"I looked too young," wrote Fräulein Nietzsche, who tells the anecdote, "and the gardener did not take us seriously." What are we to think of this affair? It is hard to know. Was it only the chatter of a young girl to which Friedrich Nietzsche had hearkened for an instant? Or was it, on the contrary, a serious notion? Probably the latter. His spirit, hospitable to chimeras, ill knew what the world admits and what it does not admit. He came back to Basle. His pamphlet had provoked a good deal of discussion. "I read it, and re-read it," wrote Wagner, "and I swear to the great gods that I hold you to be the only one who knows what I want." "Your pamphlet is a thunderbolt," wrote Hans von Bülow. "A modern Voltaire ought to write: écr.... l'inf.... This international æsthetic is for us a far more odious adversary than red or black bandits."

Other good judges, elderly men in many cases, approved of the young polemist; Ewald (of Gottingen), Bruno Bauer, Karl Hildebrandt, "dieses letzten humanen Deutschen," said Nietzsche—"this last of the human Germans"—declared for him. "This little book," wrote the critic, "may mark a return of the German spirit towards serious thought and intellectual passion."

But these friendly voices were few.

"The German Empire," he had written, "is extirpating the German spirit." He had wounded the pride of a conquering people. In return, he suffered many an insult, many an accusation of scurviness and treachery. He rejoiced over it. "I enter society with a duel," he said; "Stendhal gave that advice." Complete Stendhalian that he was (or at least he flattered himself that he was), Nietzsche was, notwithstanding, accessible to pity. David Strauss died but a few weeks after the publication of the pamphlet, and Nietzsche, imagining that his work had killed the old man, was sorely grieved. His sister and his friends tried in vain to reassure him; he did not wish to abandon a remorse which was, moreover, so glorious.

Stimulated by this first conflict, he dreamt of vaster conflicts. With extraordinary rapidity of conception he prepared a series of treatises which he wished to publish under a general title: Unzeitgemässe Betrachtungen ("Thoughts Out of Season"). D. F. Strauss had furnished the subject of the first of the series. The second was to be entitled The Use and Abuse of History. Twenty others were to follow. His friends, ever the associates of his dreams, would contribute, he thought, to the work.

Franz Overbeck had just published a little book entitled The Christianity of our Modern Theology. He attacked the German savants and their too modernist tendencies, which attenuated Christianity, and allowed the irrevocable and serious doctrine, which was that of the early Christians, to fall into oblivion. Nietzsche had Overbeck's Christlichkeit and his D. F. Strauss bound together.
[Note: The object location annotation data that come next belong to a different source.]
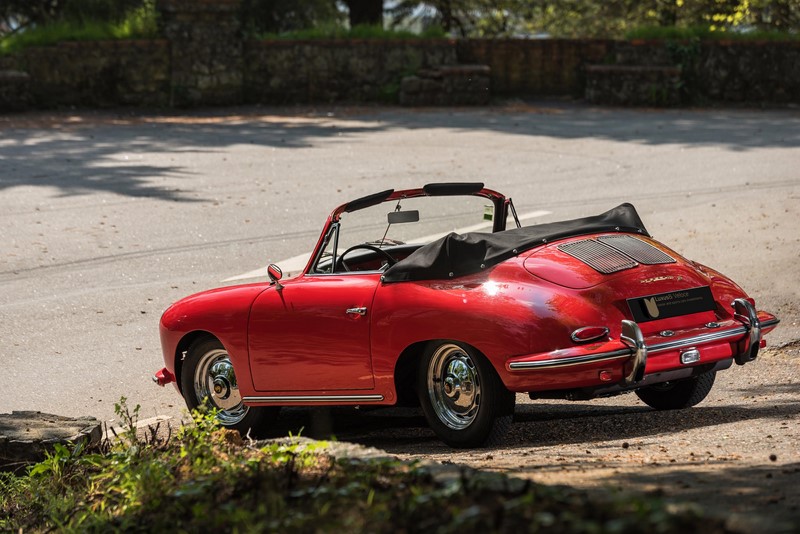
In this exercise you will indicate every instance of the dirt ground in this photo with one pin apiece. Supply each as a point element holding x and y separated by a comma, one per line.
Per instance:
<point>735,455</point>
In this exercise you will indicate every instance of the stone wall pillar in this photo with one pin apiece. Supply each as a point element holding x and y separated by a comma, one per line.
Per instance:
<point>206,50</point>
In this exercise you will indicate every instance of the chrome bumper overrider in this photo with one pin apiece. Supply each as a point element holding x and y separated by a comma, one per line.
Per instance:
<point>749,331</point>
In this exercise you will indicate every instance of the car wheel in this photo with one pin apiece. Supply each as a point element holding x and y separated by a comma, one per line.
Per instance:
<point>678,394</point>
<point>207,375</point>
<point>464,400</point>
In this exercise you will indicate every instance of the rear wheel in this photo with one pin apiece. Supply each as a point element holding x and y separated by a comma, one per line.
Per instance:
<point>208,375</point>
<point>678,394</point>
<point>465,402</point>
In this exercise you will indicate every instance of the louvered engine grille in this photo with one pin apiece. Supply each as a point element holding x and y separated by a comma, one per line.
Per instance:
<point>637,249</point>
<point>600,257</point>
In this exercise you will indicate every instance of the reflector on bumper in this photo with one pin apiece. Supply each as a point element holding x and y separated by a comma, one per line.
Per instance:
<point>163,377</point>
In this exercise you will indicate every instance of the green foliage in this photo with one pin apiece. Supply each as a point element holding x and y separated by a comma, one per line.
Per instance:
<point>139,23</point>
<point>332,31</point>
<point>675,33</point>
<point>586,18</point>
<point>279,16</point>
<point>205,479</point>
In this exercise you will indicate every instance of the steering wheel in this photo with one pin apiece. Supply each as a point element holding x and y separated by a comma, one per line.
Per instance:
<point>340,260</point>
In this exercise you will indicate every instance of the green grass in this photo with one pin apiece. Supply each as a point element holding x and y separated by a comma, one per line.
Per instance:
<point>706,33</point>
<point>359,32</point>
<point>139,24</point>
<point>206,479</point>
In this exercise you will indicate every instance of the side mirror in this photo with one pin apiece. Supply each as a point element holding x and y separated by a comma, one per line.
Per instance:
<point>400,217</point>
<point>275,274</point>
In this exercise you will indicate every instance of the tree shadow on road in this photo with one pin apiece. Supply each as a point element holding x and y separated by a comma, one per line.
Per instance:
<point>88,152</point>
<point>404,430</point>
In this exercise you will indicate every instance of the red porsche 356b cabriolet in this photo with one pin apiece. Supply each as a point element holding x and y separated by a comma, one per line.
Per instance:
<point>395,307</point>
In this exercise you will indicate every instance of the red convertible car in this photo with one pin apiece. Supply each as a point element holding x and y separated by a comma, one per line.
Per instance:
<point>395,307</point>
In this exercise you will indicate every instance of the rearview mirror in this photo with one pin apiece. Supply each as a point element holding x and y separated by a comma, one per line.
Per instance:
<point>399,217</point>
<point>274,272</point>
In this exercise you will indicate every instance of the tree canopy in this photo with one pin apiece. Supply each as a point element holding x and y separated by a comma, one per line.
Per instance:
<point>464,18</point>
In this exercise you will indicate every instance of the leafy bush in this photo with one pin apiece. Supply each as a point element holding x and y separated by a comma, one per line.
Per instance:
<point>704,32</point>
<point>206,478</point>
<point>138,23</point>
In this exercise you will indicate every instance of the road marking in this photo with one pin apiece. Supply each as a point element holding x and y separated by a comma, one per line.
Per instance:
<point>295,265</point>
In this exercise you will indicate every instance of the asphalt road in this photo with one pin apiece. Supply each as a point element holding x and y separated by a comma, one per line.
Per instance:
<point>107,218</point>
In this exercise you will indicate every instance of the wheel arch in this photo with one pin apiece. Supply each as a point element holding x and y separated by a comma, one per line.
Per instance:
<point>183,346</point>
<point>405,371</point>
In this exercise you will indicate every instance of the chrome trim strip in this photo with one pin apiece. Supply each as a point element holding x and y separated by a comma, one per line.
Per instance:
<point>572,360</point>
<point>698,339</point>
<point>624,353</point>
<point>315,398</point>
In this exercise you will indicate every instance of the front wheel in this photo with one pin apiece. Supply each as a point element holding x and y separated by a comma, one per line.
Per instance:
<point>464,400</point>
<point>207,376</point>
<point>678,394</point>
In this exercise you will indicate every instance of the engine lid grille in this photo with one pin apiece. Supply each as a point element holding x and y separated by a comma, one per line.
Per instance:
<point>612,253</point>
<point>637,249</point>
<point>600,257</point>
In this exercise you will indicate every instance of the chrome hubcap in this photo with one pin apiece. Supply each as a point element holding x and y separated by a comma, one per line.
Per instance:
<point>454,386</point>
<point>215,380</point>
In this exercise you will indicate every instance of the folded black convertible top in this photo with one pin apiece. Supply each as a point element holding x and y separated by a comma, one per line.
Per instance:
<point>457,255</point>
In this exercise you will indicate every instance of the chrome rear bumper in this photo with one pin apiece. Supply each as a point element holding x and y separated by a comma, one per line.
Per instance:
<point>747,335</point>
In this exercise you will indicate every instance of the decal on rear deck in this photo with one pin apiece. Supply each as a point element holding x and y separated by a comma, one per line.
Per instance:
<point>672,304</point>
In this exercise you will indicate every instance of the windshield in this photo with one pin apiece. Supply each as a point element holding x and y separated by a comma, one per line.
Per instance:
<point>424,219</point>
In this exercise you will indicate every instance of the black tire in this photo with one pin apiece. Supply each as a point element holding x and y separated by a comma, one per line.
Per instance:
<point>463,398</point>
<point>207,375</point>
<point>678,394</point>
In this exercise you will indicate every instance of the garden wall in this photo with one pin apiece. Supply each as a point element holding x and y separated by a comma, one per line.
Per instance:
<point>101,73</point>
<point>202,59</point>
<point>283,72</point>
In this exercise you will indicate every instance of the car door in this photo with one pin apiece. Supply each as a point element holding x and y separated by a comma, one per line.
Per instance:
<point>312,334</point>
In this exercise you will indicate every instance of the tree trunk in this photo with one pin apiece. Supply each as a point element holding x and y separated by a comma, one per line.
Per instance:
<point>365,12</point>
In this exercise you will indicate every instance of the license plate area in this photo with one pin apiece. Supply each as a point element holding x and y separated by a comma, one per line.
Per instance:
<point>671,304</point>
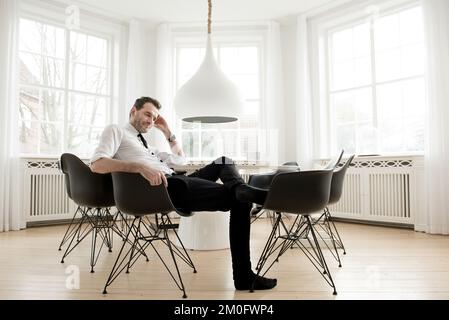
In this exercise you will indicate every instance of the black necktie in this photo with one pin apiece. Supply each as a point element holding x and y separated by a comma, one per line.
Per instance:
<point>143,140</point>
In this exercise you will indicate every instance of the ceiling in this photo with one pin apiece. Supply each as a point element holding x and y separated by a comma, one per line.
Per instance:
<point>196,10</point>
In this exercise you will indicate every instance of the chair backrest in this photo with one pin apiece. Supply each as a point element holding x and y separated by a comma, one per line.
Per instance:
<point>263,181</point>
<point>299,192</point>
<point>338,178</point>
<point>334,162</point>
<point>134,195</point>
<point>84,187</point>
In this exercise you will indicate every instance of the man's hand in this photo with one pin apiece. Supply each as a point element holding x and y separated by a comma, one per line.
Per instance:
<point>155,177</point>
<point>162,125</point>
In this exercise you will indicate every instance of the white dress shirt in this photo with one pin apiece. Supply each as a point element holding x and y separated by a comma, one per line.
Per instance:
<point>122,143</point>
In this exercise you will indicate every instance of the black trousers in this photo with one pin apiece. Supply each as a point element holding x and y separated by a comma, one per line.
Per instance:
<point>199,191</point>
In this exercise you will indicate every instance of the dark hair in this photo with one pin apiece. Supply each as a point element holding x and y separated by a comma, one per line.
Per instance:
<point>141,101</point>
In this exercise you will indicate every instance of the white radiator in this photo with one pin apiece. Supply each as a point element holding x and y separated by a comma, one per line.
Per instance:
<point>45,197</point>
<point>380,189</point>
<point>44,192</point>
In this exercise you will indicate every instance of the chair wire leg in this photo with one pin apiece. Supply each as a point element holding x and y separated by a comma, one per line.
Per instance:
<point>71,229</point>
<point>118,264</point>
<point>328,276</point>
<point>181,284</point>
<point>268,249</point>
<point>335,233</point>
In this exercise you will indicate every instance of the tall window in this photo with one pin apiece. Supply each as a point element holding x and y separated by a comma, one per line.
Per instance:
<point>238,140</point>
<point>376,84</point>
<point>65,94</point>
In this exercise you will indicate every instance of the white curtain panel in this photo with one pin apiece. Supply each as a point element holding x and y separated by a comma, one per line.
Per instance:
<point>274,110</point>
<point>303,96</point>
<point>11,217</point>
<point>436,20</point>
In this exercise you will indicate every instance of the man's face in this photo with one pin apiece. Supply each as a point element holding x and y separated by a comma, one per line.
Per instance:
<point>144,118</point>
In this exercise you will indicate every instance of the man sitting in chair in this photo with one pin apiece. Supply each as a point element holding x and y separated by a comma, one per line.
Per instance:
<point>125,149</point>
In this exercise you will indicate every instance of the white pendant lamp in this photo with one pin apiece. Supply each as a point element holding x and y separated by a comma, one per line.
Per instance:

On the outside page he wrote six lines of verse.

"Two twins of the same house enter joyfully into the world—to devour the dragons of the world. Two fathers, one work. Oh, miracle! The mother of these twins is called Friendship."[1]

Friedrich Nietzsche hoped for a series of similar volumes, the work of many hands but inspired by one spirit.

"With a hundred men bred up to the conflict of modern ideas, inured to heroism," he then wrote, "all our noisy and lazy culture would be reduced to eternal silence. A hundred men of that stamp carried the civilisation of the Renaissance on their shoulders." A double hope and a vain one: his friends failed him, and he himself did not write his twenty pamphlets. Only their titles, and a few pages of rough outline, are left to us. On The State, The City, The Social Crisis, Military Culture, on Religion, what had he to tell us? Let us moderate our regrets; little perhaps; little, at all events, that could be called precious, as distinct from his desires and his complaints.